Thanks everyone, it's really sad to hear all your similar stories. Encouraging that a couple of the mothers mentioned have made efforts to change their behaviours. I agree with hellototheno that it needs to come from the person though. There is no way my mum would respond to my setting her up with a person to mentor/care for and she would ridicule any type of club or organised activity. What I will try to do though is be clear that I won't be led down discussions I am not happy to have. I will make a real effort to do this with her. I will also be careful not to confide anything that might be used against me when it suits her argument and try and keep all conversations on a superficial level. I managed a small 'win' today when she started bitching about a mum from school putting her kids in kids clubs every day. I said breezily, well each to their own, i'm sure she has her reasons. This nipped the topic in the bud quite nicely without riling her.

OP posts:
GoodtoBetter · 01/08/2013 15:39

Sounds scarily similar to my mother based on your op. Will read the rest of the thread and try to reply when not on my phone.

PeppermintPasty · 01/08/2013 16:07

My only advice is to detach as much as you can. Some people on here are much kinder than I am.

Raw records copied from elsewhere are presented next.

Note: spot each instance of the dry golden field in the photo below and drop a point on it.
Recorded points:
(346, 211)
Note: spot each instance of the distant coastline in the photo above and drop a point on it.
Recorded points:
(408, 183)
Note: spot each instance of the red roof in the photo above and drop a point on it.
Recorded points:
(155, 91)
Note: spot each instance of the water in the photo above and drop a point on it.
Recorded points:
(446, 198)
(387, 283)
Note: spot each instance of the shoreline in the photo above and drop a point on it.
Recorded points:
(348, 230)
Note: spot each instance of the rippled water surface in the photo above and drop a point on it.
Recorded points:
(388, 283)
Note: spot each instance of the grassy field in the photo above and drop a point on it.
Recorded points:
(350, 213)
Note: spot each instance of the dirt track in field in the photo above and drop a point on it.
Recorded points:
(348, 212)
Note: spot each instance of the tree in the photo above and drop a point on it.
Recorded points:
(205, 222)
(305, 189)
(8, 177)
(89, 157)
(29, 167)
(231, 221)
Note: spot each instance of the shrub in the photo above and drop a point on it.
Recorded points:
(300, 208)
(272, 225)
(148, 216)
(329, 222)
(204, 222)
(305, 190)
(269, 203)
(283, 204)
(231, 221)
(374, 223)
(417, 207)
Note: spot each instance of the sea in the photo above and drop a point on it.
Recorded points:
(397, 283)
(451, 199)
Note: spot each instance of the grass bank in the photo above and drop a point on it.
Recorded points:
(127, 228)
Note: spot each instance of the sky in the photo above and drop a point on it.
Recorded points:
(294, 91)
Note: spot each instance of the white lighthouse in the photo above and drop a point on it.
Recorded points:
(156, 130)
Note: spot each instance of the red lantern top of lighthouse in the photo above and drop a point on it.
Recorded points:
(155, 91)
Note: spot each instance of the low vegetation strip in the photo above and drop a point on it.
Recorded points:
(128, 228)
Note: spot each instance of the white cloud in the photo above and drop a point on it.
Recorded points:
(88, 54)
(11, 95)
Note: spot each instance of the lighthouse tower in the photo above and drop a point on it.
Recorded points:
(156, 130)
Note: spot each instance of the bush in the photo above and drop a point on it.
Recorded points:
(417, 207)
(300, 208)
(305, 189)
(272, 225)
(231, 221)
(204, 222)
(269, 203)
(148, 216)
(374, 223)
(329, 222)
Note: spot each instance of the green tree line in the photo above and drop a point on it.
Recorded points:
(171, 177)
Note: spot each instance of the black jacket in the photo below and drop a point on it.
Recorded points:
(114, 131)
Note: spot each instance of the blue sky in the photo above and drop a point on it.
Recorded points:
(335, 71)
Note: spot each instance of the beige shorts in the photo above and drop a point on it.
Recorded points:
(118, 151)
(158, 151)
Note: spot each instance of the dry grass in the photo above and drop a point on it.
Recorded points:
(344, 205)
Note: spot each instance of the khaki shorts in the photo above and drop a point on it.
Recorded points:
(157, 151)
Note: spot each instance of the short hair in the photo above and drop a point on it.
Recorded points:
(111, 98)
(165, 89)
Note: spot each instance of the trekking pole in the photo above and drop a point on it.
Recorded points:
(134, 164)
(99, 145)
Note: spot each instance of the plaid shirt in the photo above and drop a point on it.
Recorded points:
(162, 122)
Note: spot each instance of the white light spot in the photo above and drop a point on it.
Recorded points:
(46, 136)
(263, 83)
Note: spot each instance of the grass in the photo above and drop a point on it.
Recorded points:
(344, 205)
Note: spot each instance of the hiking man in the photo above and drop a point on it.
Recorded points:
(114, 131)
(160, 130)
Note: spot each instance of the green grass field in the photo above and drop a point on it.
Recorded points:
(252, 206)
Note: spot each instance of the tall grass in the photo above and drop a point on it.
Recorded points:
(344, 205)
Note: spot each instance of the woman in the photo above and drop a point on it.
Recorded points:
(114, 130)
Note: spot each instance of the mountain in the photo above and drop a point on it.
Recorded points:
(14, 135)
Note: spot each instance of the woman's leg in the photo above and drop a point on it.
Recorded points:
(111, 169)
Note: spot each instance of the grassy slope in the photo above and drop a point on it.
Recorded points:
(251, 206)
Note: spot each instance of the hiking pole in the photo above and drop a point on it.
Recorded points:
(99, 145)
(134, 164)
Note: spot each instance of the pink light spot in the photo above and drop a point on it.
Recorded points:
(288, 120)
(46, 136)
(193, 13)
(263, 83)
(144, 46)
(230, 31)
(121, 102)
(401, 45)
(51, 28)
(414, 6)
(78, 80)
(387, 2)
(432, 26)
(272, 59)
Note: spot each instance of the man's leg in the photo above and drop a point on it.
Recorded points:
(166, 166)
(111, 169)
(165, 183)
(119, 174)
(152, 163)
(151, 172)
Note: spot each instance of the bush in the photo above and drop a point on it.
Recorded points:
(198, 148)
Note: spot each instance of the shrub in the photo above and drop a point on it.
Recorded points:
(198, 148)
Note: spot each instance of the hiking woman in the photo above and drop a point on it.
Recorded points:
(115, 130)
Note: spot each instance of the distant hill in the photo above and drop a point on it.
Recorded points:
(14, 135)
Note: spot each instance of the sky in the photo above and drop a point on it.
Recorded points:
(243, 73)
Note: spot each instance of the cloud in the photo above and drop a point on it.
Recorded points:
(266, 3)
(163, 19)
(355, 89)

However, that might be because I have a mother who displays a lot of traits similar to yours, and then some. She is not officially diagnosed ( the very idea !), but I believe that my mother has Narcissistic Personality Disorder. A quick google might help you.

Your mum may not be as bad as that, but she sure as hell doesn't sound good. She will drain you and your family of all your energy, and, IMO, she will never change.

PeppermintPasty · 01/08/2013 16:08

Oh, and have a look at the Stately Homes thread on here.

Skinidin · 01/08/2013 16:09

I learnt long ago that anything you say will be taken down and used against you!

I never discuss anything serious unless I have to.

The way forward here is to get her to realise herself that if she doesn't find new activities before she's to old she' ll be bored and dull.

She can't rely on the grandchildren for entertainment permanently.